The ability of the Ellume test to both capture and report test results is crucial. A lot of companies have been trying to make at-home tests, but health officials feared that testing without tracking doesn’t give local healthcare systems the information it needs to provide adequate care. “Today’s authorization is a major milestone in diagnostic testing for COVID-19,” Stephen Hahn, the FDA Commissioner told The Washington Post. Hahn added that this will reduce the burden on laboratories, which have been overwhelmed for months.
The Ellume test will cost about $30, and an initial supply of 100,000 tests will be available within a few weeks. Ellume’s chief executive, Sean Parsons, told the Post that their company will manufacture about a million tests by the middle of 2021 and that they will be carried at a major retailer, which is as yet unnamed, but is presumed to be one of the drugstore giants. Parsons also said that Ellume is in talks to supply the test directly to businesses and schools.
This all sounds great, but how accurate is this test? So far, all I trust is the P.C.R. test — otherwise known as the Very Unpleasant Brain Tickler — that doctors trust to be the most accurate.
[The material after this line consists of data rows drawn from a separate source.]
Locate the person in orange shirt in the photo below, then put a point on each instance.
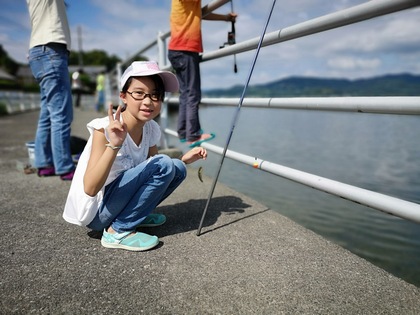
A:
(184, 48)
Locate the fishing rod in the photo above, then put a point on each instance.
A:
(231, 39)
(235, 119)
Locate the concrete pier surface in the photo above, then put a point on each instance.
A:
(248, 259)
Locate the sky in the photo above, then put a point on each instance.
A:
(383, 45)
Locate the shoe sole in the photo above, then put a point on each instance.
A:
(126, 247)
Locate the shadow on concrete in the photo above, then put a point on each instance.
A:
(186, 216)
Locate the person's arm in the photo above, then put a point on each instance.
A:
(153, 151)
(102, 156)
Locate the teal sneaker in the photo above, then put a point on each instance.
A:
(153, 219)
(134, 242)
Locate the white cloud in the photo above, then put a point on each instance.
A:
(389, 44)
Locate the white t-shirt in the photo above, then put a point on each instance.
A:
(81, 208)
(49, 23)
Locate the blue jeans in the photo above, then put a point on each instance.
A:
(137, 192)
(49, 65)
(187, 67)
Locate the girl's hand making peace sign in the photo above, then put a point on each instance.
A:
(117, 131)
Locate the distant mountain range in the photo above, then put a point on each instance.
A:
(387, 85)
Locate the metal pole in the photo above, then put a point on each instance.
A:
(236, 117)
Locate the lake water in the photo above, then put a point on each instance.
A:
(375, 152)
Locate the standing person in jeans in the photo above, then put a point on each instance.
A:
(48, 58)
(184, 48)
Ellume’s is an antigen test — which looks for proteins that the novel coronavirus leaves in your body — as opposed to a P.C.R test, which looks for the virus’s genetic material. Still, the former does seem to be pretty accurate; in a clinical study of 198 people, Ellume’s test was able to detect 95 percent of the coronavirus infections found by P.C.R., even if those people were asymptomatic
This is the kind of quick and easy testing we’ve all been waiting for, right? What’s the catch? Well, the catch is that $30 is a drop in the bucket for some and a high ticket price for others this rapid test may not make it to the people who need it most. Also, tests only you whether you are contagious in the moment you take them. That may seem obvious, but a lot of people seem to have developed the fantasy that being tested protects you and others from getting sick. It doesn’t. This test will be a great thing to have on hand, but it doesn’t mean that you don’t have to wear a mask.